Hannah Arendt, an American-Jewish philosopher, wrote about loneliness, isolation and solitude. I think it's useful to note some distinctions in the meanings of these words. She said that "Solitude is that human situation in which I keep myself company. Loneliness comes about when I am alone without being able to split up into the two-in-one, without being able to keep myself company". Arendt distinguished isolation from loneliness, saying that it was "Destructive of power and the capacity for action". Loneliness is a feeling. It represents an emotion arising from an unmet need to be connected with others but not being able to do so. Feeling lonely is a craving to connect with others on a meaningful level but being disconnected and alone. It is not important whether one is physically on their own or surrounded by many others; I find I am often surrounded by people but still feel completely disconnected and lonely.


Photograph of Hannah Arendt
 Hannah Arendt

 

Isolation is different to loneliness as it represents a circumstance and not a feeling. It is a physical disconnection rather than an emotional one. During the Covid-19 lockdowns we were told we had to isolate, to keep ourselves to ourselves and to not spend time with others. Not being with others meant we were physically isolated. Our need for human connection was impacted. As social animals this caused us problems as it made us miserable and dysfunctional. The social cohesion that is the essence of our existence was impaired. Of course, we still had our mobiles, Instas and Facebooks, and along came Zoom, and whilst these provided a way to reduce the feelings arising from isolation, they were not a panacea for the quality and depth of human connection that can only be experienced in real life. Looking at someone's image on a screen or giving them a virtual hug can never replace a real gaze into their eyes or the tactile sensation of their warm embrace.
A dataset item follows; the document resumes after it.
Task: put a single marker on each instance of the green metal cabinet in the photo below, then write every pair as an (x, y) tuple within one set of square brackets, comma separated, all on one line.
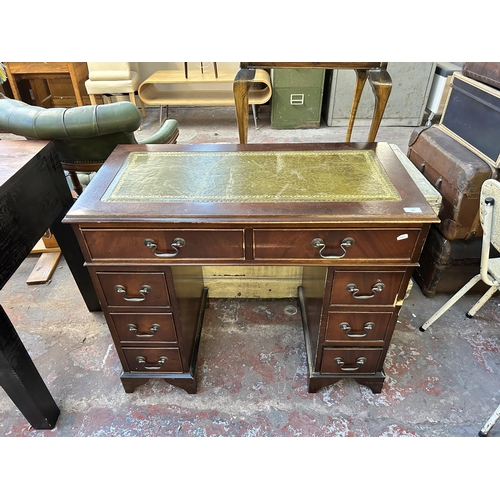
[(297, 98)]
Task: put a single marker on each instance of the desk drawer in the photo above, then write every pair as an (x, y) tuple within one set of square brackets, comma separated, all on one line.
[(357, 327), (134, 289), (335, 245), (141, 327), (153, 360), (160, 245), (366, 288), (351, 361)]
Solitude is a positive conscious choice. It maintains balance on the social interaction scale. I may go to a bunch of meetups, feel emotionally and physically fatigued as a result, and then choose to spend a couple of days on my own to rebuild my resources. I may equally choose to stay in on my own rather than go out as, on some occasions, I might just prefer my own company, have some thinking to do, want to watch something on TV, go on the internet or read something. Loneliness, on the other hand, is not a choice, and neither is isolation. It is entirely possible to be lonely but not isolated, and it is equally possible to be isolated but not feel lonely. I was at a social event surrounded by people a few nights ago but couldn't strike up conversation or establish any rapport with anyone at all and felt very lonely. I've just been writing this post for my blog over the past couple of hours and, despite there not being even a hint of human life visibly or audibly anywhere around me, have somehow not felt as lonely as I did earlier. I feel as if I am actually talking to you, the reader! I am experiencing the state of solitude rather than loneliness at this point in time.  
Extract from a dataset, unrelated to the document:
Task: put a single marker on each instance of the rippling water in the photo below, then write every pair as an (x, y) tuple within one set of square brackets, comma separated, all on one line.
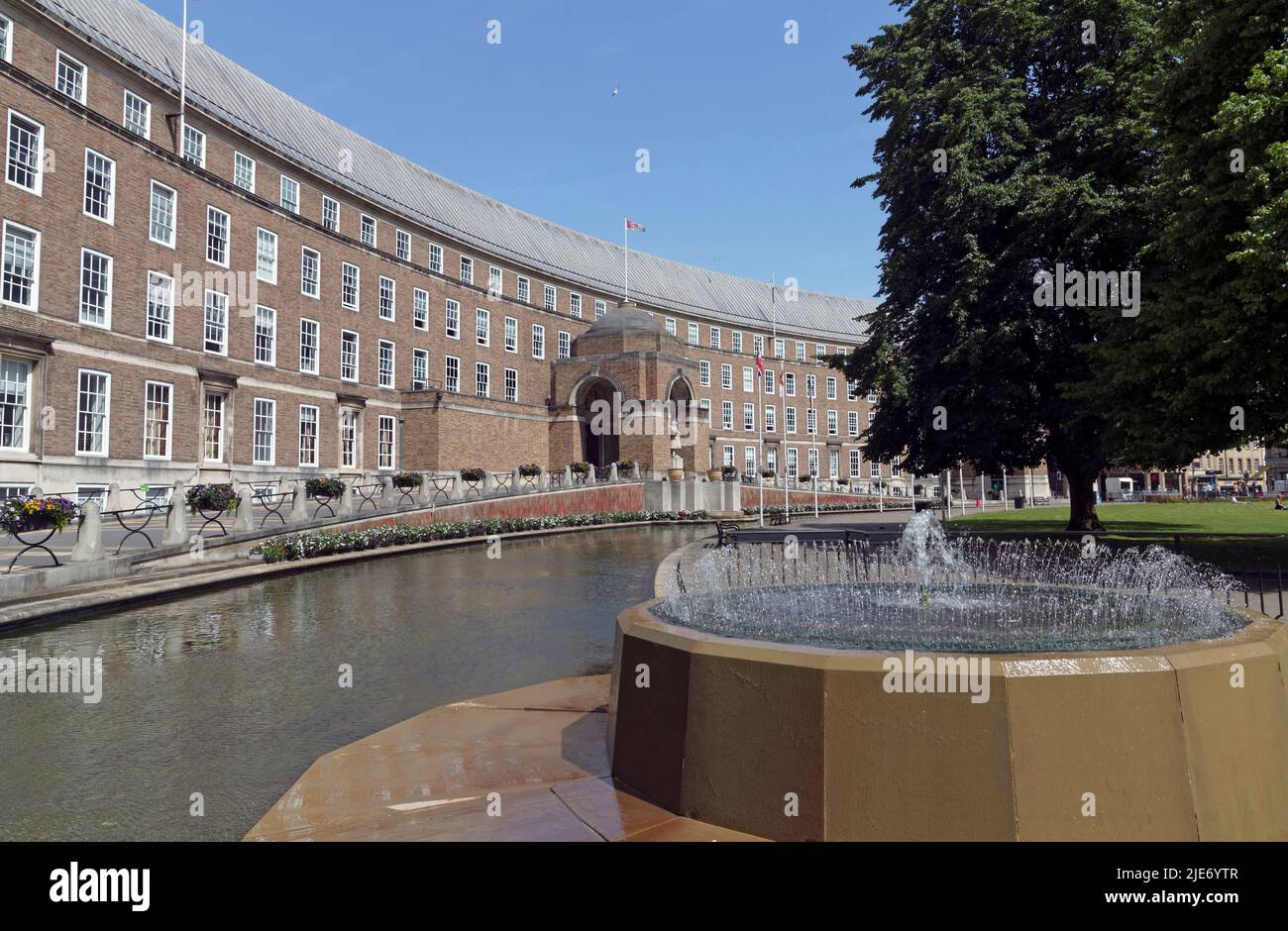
[(233, 694)]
The subject of feeling alone and discombobulated (I've been dying to use that word in my blog since I started writing it!) at social events, and in life in general, came up at some psychotherapy sessions a few years ago. The therapist at the time suggested I try a technique which she described as having a conversation with an imaginary friend. She explained I should create a mental image of this illusory friend and actually talk to them out loud as if they were physically present. A question arises: isn't this the same as talking to oneself? To an observer, yes, it would appear no different. But if, in my mind, I am talking to someone else then I cannot be talking to myself. The fact that they don't exist doesn't change the fact that I am talking to them! Ok, it's a bit of a grey area! Maybe we can dissect it over a cup of tea. Who am I talking to now?
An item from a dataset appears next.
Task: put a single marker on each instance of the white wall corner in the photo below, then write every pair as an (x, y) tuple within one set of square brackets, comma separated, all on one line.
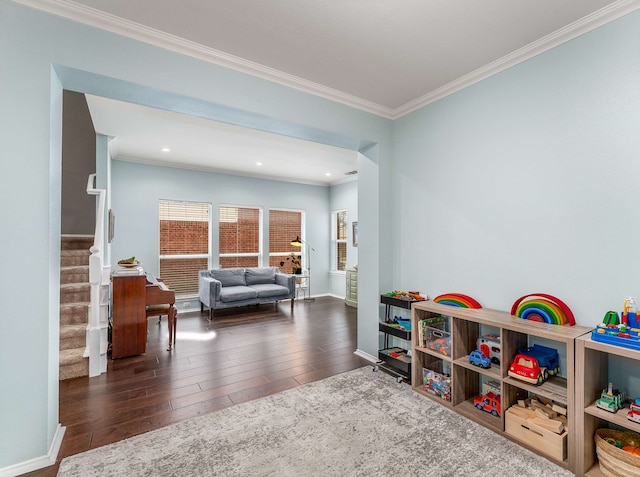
[(39, 462)]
Spending Christmas on my own means doing so in isolation and for me it is a fundamentally lonely experience. However, the fuel tank is still half full (notice the optimism!) and so has some mileage to see me through a bit longer. Whatsmore, there is a smidgeon of respite from a bit of the loneliness which has been replaced by solitude: on the receiving end of this blog post I feel as if I have an imaginary reader who I am "talking" to. Perhaps my therapist wasn't cranky after all!